There is also the issue that significantly more impressive 3D graphics are getting more and more difficult to attain. This means more expensive hardware if you hope to continue releasing consoles within a 4-5 year time frame. If graphics are the only thing you're interested in, that would indeed suggest either longer console life spans, or more expensive new consoles.

However, several things. The success of the PS2, the DS, and the bright looking launch of the Wii (or alternatively the relative failures of the Neo*Geo, Dreamcast, Gamecube,and Xbox. Or even more complex, the failure of the Saturn) show beyond a doubt that graphics power alone does not determine a successful console.

It's really not hard to imagine Nintendo releasing a console with graphics on par with the 360 or PS3 for $300, using a Wii-like controller, in 4-5 years, and Microsoft releasing a console with better than PS3 graphics with a Wii-like controller for $400-600.

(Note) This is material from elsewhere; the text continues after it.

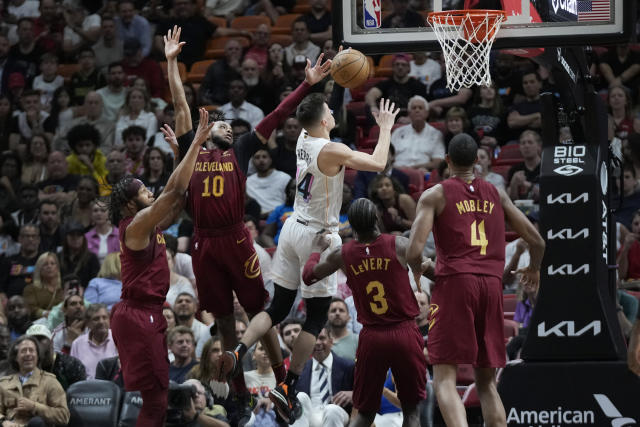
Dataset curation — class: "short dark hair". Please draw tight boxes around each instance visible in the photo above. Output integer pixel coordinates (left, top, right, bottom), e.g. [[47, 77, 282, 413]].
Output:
[[447, 133, 478, 167], [67, 123, 102, 151], [296, 93, 325, 128]]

That's not including any possible leaps in graphics technology that may or may not occur in that time. This is simply itteration and streamlining current technology.

Quote:
another thing to take into account is blueray/hddvd; if one of those starts to become mainstream, even for game developers, than the next xbox may have an added $100-$200 cost...
You forget, if either becomes the industry standard as DVD had, then in 4-5 years it will be significantly less costly to implement those media formats into a gaming machine. Sony chose to implement BluRay despite it being such a new technology because they hope to force it into the position of industry standard. The graphics capabilities of the PS3 alone do not warrant the added price above that of the 360. By then, BluRay/HD-DVD may well be in the position DVD was when Sony chose to include DVD capabilities into the PS2. The PS2 launched at a modest $300. Here we are a generation later and you can practically pull DVD players out of cereal boxes.

Quote:
So really, in 4-5 years, the ps3 will be competing against an xbox that is graphically stronger, more expensive and has no game library other than whats on the the 360...
And, ignoring all of the above, you can really make this identical statement about any new console generation. Yet new console generations continue to appear, and people continue to buy into them.

Quote:
(really, how much graphically stronger can the next system really be?)
Statements like these, when made by the famous, often become the source of derisive humour 4-5 years later.

Quote:
grant it, this is all second guessing tech... so it may not pan out this way
Second guessing, or educated guessing. One thing that is true, though, is that it remains impossible to completely see the future and know with 100% accuracy what will occure in the coming years. Nothing is black and white in this world, and what happens is the culmination of many individual occurances leading up to them, which in turn leads to many other occurances. All we can do is see what has come before, what is happening presently, and see where that is likly to lead.